Hundreds of millions of shillings belonging to thousands of customers of the 13 money remittance companies that were suddenly suspended by the government remains inaccessible to the beneficiaries.
This scenario has left many Kenyans who receive remittances from their relatives through the suspended firms in a financial fix and unable to meet their financial obligations. The suspended firms, handle at least Sh150 million worth of daily transactions “I usually receive Sh50,000 every month from my brother in the United States to cater for rent, food and school fees.
The money was already sent but I cannot collect. I don’t know how I will survive,” said Yusuf Abdi, a resident of Nairobi’s Eastleigh estate. He added: ‘Why does the government close the money remittance companies so suddenly without considering many of us who depend on them on our livelihoods. This is not fair and a direct blow to our lives.”
Taxi driver Joseph Mwangi also lamented that business has dried up completely after the money remittance companies were closed “On normal days.
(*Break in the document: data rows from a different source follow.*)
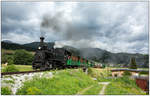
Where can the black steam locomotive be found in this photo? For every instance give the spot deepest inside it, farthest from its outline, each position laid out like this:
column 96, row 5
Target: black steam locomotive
column 49, row 58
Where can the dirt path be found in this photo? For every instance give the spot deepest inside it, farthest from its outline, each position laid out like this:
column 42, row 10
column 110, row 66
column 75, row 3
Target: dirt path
column 81, row 92
column 104, row 87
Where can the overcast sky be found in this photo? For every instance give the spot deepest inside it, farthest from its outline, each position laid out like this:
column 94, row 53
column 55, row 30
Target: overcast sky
column 113, row 26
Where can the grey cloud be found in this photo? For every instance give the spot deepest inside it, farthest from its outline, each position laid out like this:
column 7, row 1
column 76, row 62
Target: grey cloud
column 107, row 23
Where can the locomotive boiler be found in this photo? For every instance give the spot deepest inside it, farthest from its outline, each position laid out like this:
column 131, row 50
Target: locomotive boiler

I usually carry ten to fifteen passengers per day but yesterday I only carried one person. Economic activity has totally stalled in Eastleigh because people receive money through the suspended companies,” he said in Eastleigh’s 7th street.
Eastleigh Business District Association Chairman Ibrahim Hussein called on the government to allow the money remittance services to continue as investigations proceed. He said nine out of the 13 suspended firms are EBDA members.
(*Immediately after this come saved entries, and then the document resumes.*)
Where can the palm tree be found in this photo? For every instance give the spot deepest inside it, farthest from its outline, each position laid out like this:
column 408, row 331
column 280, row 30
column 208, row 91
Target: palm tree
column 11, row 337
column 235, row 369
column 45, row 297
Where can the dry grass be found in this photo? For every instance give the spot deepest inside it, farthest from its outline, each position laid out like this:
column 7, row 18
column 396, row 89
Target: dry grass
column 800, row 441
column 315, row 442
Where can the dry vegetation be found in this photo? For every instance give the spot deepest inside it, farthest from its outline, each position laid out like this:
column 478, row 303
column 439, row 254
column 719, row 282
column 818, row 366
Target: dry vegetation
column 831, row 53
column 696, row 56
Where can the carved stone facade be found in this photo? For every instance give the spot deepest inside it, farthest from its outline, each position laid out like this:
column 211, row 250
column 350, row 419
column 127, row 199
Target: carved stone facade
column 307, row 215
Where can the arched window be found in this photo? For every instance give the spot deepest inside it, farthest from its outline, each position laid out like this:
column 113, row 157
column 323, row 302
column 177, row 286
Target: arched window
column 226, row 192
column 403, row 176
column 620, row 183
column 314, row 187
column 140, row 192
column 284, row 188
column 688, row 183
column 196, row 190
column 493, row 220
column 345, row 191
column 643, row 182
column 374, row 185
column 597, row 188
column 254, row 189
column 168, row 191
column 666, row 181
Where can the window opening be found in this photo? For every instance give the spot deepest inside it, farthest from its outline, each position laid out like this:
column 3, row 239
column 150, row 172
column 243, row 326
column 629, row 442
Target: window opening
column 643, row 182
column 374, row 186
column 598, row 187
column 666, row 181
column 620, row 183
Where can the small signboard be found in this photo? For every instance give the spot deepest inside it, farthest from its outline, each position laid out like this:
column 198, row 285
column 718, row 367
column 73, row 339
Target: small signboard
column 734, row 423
“The operations of the money remittance providers is strictly regulated by the Central Bank and the Financial Reporting Centre who have access to all the transactions carried out. Let the investigations continue without disrupting the lives of customers,” he said.
He added; “It is not fair to just wake up one day and close down the money remittance companies without any notice or investigations. Let the government follow the due process. We are ready to cooperate with them.” He indicated said that the money remittance companies serve Kenyans of all stripes and not just Somalis as many people believe.
He said people are attracted to them because their fees are much lower than those in commercial banks. According to the Kenya Forex Bureaus Association CEO Anthony Wachira the suspended money remittance companies processes money belonging to individuals, corporates and humanitarian organisations.
He said that the sudden closure will severely disrupt the livelihoods on many people in the country who receive or send money through them. “Currently, we have a 30 per cent market share in terms of the remittances from the diaspora and closing all of down suddenly is not fair. Our clients have been greatly inconvenienced,” he said.